Spark offers libraries for all of these in scala and python. This is were I spend most of my time. I am happy to see how spark just works for most of all the standard queries. I also spend time with R.


Robust portfolio of shipped code on GitHub and/or open source contributions of which you are proud to share


I am a big user of github as a customer. I usually have legal restrictions on my sharing.


Your interests:

You geek out over obscure sports statistics. You ponder what drove your streaming music service’s algorithms to accurately predict that you’d like the song you’re listening to. Nate Silver asks you who’s going to win the next election. You love data


I love to figure it out. I love to make the data tell me something. I love to make it affect the bottom line. After collecting data and delivering it to upper management, I was asked to tell them if I saw anything they were missing. I thought they were kidding.
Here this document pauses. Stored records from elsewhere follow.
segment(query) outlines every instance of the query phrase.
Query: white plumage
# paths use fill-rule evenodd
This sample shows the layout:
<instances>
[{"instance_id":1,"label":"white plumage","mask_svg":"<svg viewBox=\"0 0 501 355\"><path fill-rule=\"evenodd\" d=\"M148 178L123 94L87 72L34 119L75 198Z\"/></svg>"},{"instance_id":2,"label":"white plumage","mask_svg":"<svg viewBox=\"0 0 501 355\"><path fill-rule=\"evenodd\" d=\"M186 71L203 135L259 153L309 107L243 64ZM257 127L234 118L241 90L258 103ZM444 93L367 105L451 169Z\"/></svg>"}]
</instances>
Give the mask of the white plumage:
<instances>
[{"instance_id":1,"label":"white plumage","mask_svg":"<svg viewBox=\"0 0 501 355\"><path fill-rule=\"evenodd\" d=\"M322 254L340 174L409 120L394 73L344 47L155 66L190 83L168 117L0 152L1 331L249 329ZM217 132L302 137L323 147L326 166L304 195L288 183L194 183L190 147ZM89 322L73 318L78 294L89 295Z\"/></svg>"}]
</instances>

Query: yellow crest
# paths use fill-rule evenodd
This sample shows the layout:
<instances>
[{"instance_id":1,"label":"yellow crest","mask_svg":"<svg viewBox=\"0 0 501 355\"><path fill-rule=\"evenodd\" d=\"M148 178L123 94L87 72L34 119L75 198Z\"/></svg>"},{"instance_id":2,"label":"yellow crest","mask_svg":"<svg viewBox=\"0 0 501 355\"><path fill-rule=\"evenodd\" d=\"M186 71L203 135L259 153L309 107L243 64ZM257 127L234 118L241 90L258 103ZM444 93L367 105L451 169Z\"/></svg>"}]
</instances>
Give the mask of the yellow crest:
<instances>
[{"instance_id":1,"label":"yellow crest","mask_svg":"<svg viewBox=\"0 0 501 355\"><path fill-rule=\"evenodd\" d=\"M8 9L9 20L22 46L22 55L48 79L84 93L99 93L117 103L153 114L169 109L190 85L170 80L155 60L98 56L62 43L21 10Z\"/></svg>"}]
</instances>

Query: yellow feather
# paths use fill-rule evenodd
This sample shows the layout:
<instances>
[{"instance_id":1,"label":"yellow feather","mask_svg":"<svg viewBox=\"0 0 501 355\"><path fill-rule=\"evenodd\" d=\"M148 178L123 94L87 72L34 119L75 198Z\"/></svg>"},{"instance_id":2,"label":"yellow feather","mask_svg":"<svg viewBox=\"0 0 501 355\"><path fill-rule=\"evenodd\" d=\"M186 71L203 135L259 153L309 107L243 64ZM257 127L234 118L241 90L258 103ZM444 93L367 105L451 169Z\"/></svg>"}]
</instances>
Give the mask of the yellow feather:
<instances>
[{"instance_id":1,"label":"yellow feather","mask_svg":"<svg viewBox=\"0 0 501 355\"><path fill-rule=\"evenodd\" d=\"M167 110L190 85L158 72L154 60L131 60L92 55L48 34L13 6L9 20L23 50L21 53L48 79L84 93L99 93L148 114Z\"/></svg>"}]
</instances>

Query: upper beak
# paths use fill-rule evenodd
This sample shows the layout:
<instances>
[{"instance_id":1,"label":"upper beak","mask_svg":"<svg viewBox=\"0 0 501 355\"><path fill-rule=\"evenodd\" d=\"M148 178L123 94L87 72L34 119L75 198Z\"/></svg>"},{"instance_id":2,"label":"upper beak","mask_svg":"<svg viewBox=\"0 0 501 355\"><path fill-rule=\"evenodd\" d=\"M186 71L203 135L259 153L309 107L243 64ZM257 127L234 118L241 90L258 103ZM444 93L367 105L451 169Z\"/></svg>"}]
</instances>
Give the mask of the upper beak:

My primary role was to create a start to finish secure data collection system. I was not brought in as a financial analyst. This is a great story. I save them an obscene amount of money. After that I was asked to consult on all data collections.


You get a thrill out of using large data sets, some of them slightly messy, to answer real-world questions


Same as previous answer. I want to see if something of value is in there. I want it to hit the bottom line in some way.


You yearn to be a part of cutting edge, high profile projects and are motivated by delivering world-class solutions on an aggressive schedule


That's me! I am just as interested in using the tools that will do the job. I like to think I can stay bleeding edge without being out on a limb. So, I guess I am not reckless.


You are passionate about finding refined solutions to complex coding challenges and helping the entire team meet its commitments


I have always been the lead technical guy. I have the serious design and software background to handle anything.


You love learning new technologies and mentoring more junior developers


I am the coach! I wrote a book on mentoring.


Humor and fun are a natural part of your flow

That is my pick.


#ilovedata #bigdata #transforminganalytics

Basic Qualifications:

Bachelor’s Degree in Computer Science, Computer Engineering, or military experience

EE Electrical Engineer


At least 1 year of professional work experience coding in data management, data warehousing, or unstructured data environments


20+

Preferred Qualifications:

2+ years in-depth experience with the Hadoop stack (MapReduce, Pig, Hive, Hbase)


2+ using in development environment


2+ years of experience with NoSQL implementation (Cassandra a plus)


Work with both mostly configuration oriented.


5+ years experience developing Java based software solutions


5+ using  randomly - full training from OCJA OCJP OCJD - continued education


5+ years experience in at least one scripting language (Python, Perl, JavaScript, Shell)


many scripting languages including the above and PHP javascript


5+ years experience developing software solutions to solve complex business problems

20++


5+ years experience with Relational Database Systems and SQL


20+ sql expert


5+ years experience designing, developing, and implementing ETL


Many years of designing my own but am aware of some great open source tools


5+ years experience with UNIX/Linux including basic commands and shell scripting


linux is my primary operating system and operating system of choice with 5+ years easily supporting all operations functions related to hosting web sites.